It’s in your back pocket. Our smartphones are supercomputers that include a web browser, a music library, Game Boy and a smart aleck virtual assistant.

We suffer from information overload and decision fatigue. Neuroscientist Daniel Levitin tells us we’ve created five times as much content in the last five years than in all of human history. We’re assaulted with facts, pseudo facts, jibber-jabber, and disinformation, all posing as information. Sorting through this avalanche of information, trying to figure out what you need to know and deciding what you can ignore is exhausting.

The challenge today isn’t accessing information, it’s filtering it.

And it’s the same for your customers……. and your sales teams. In fact, there’s so much information, it’s become devalued. Everyone has it.

Today, it’s not what you know that matters. It’s what you do with what you know.

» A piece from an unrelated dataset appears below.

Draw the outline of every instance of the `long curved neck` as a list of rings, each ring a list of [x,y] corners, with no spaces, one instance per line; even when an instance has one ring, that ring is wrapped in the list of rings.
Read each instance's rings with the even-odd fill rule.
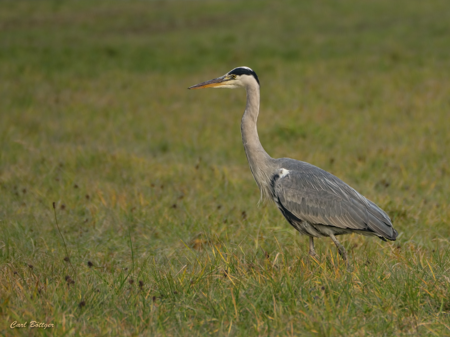
[[[259,112],[259,86],[246,86],[247,103],[241,122],[242,142],[252,173],[261,191],[261,196],[269,196],[273,159],[264,151],[258,137],[256,120]]]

Our job as sales leaders is no longer to simply teach information to our sales teams; it’s to help them filter, assimilate, prioritize and apply that information to win deals on a consistent basis.

And, while I hear a lot of conversation about how the customer has changed and the sales process must evolve, I hear very little about how our training processes must change to engage today’s more information rich, easily distracted salespeople.

The passion, energy and commitment you put into your training process will be duplicated by your salespeople in the sales process!

Ask yourself these questions:

  • Is my training process as stimulating as my reps’ smart phones?
  • Do I employ a one size fits all approach to learning, or do I offer content that adapts to various learning styles?
  • Do I leverage multiple learning platforms such as video, group discussion, virtual learning, real time feedback, peer reviews and games and contests?
  • Do I connect emotionally with team members and uncover what drives them individually, so that learning isn’t something they have to do but an exhilarating means to reach their goals?